NOAA Fisheries has announced changes in regulations for blueline tilefish, black sea bass and yellowtail snapper in federal waters of the South Atlantic Region that may increase anglers’ take.
The final rule for Regulatory Amendment 25 to the Fishery Management Plan for the Snapper-Grouper Fishery of the South Atlantic Region was published on July 13.
The changes include:

Blueline tilefish
Regulations for blueline tilefish were effective last week.
• Increase the annual catch limits for blueline tilefish from 26,766 to 87,521 pounds whole weight (commercial sector) and 26,691 to 87,277 pounds whole weight (recreational).
• Reopen commercial harvest for blueline tilefish on July 13. Commercial harvest will close in 2016 if the commercial annual catch limit is met.
• Increase the commercial trip limit from 100 to 300 pounds gutted weight.
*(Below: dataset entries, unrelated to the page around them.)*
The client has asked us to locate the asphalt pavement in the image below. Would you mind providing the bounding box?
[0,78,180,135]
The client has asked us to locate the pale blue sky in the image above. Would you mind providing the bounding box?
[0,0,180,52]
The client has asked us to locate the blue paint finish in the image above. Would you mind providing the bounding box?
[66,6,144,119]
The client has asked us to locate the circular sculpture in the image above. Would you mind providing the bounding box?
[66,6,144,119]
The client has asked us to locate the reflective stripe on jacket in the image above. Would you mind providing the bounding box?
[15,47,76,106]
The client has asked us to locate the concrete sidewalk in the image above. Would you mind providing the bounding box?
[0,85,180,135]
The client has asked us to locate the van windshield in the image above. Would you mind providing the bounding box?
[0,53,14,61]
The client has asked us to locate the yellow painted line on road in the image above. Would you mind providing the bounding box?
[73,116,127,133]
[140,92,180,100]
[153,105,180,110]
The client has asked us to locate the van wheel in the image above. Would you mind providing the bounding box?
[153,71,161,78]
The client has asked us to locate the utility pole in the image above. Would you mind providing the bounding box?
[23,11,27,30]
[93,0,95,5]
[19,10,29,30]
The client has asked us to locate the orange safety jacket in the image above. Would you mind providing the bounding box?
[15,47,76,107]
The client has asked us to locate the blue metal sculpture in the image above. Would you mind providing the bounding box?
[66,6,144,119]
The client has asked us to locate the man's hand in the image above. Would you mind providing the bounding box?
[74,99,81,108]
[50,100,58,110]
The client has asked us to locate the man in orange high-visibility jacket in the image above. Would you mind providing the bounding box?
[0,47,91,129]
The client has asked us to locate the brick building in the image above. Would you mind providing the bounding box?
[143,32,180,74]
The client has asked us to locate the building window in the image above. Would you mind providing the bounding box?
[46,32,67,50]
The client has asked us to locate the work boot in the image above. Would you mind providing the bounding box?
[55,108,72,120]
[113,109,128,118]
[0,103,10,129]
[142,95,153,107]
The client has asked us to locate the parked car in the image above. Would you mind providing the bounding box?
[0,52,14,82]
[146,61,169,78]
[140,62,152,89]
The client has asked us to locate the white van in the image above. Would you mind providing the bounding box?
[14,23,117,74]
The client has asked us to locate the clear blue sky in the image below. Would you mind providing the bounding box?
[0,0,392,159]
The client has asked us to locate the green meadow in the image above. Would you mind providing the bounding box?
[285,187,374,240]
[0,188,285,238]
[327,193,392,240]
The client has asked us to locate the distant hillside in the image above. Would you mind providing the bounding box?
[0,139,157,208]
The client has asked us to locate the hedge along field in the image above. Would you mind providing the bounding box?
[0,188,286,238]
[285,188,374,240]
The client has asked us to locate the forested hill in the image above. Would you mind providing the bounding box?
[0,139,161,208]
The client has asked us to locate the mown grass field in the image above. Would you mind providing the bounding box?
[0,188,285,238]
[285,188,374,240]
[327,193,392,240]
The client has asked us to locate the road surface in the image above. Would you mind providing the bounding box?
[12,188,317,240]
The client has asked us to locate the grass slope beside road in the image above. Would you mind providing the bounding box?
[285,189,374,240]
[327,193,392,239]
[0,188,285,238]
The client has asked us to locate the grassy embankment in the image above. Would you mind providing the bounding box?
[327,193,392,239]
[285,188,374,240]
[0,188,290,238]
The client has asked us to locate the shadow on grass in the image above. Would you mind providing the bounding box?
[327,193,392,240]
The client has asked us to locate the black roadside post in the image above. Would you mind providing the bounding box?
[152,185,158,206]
• Increase the recreational bag limit from one fish per vessel to three fish per person per day for May through August within the aggregate bag limit. There will continue to be no recreational retention of blueline tilefish during January through April and September through December.
• The increases in the commercial trip limit and the recreational bag limit are in response to the increase in the annual catch limit.

Black sea bass
Regulations for black sea bass will be effective on Aug. 12.
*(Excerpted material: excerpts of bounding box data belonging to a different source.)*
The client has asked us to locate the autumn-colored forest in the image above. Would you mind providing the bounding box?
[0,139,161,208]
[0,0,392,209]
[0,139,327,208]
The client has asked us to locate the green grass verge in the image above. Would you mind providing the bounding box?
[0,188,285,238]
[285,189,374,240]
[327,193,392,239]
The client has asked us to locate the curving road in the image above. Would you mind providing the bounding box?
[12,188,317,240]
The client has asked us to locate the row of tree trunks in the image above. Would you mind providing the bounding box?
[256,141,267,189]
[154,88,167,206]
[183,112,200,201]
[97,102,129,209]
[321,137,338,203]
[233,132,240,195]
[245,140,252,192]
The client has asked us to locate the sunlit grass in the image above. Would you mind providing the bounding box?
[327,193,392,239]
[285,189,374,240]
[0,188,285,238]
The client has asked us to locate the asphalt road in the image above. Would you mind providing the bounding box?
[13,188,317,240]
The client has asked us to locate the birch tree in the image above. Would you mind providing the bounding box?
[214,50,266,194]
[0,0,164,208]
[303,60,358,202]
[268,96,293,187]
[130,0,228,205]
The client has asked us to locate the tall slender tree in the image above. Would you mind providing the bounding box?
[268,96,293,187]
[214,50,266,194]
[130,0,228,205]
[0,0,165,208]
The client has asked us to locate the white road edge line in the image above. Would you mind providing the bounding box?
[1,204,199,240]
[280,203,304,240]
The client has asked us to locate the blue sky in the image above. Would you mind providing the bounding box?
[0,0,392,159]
• Increase the recreational bag limit for black sea bass from five to seven fish per person per day.

Yellowtail snapper
Regulations for yellowtail snapper will be effective on Aug. 12.
• Change the yellowtail snapper fishing year start date for both the commercial and recreational sectors from Jan. 1 to Aug. 1 each year. Changing the start of the fishing year to Aug. 1 will benefit both sectors because it will ensure harvest is open during the winter months, when yellowtail snapper obtains a higher price per pound commercially, and during peak tourist season in south Florida, where the majority of yellowtail snapper harvest takes place.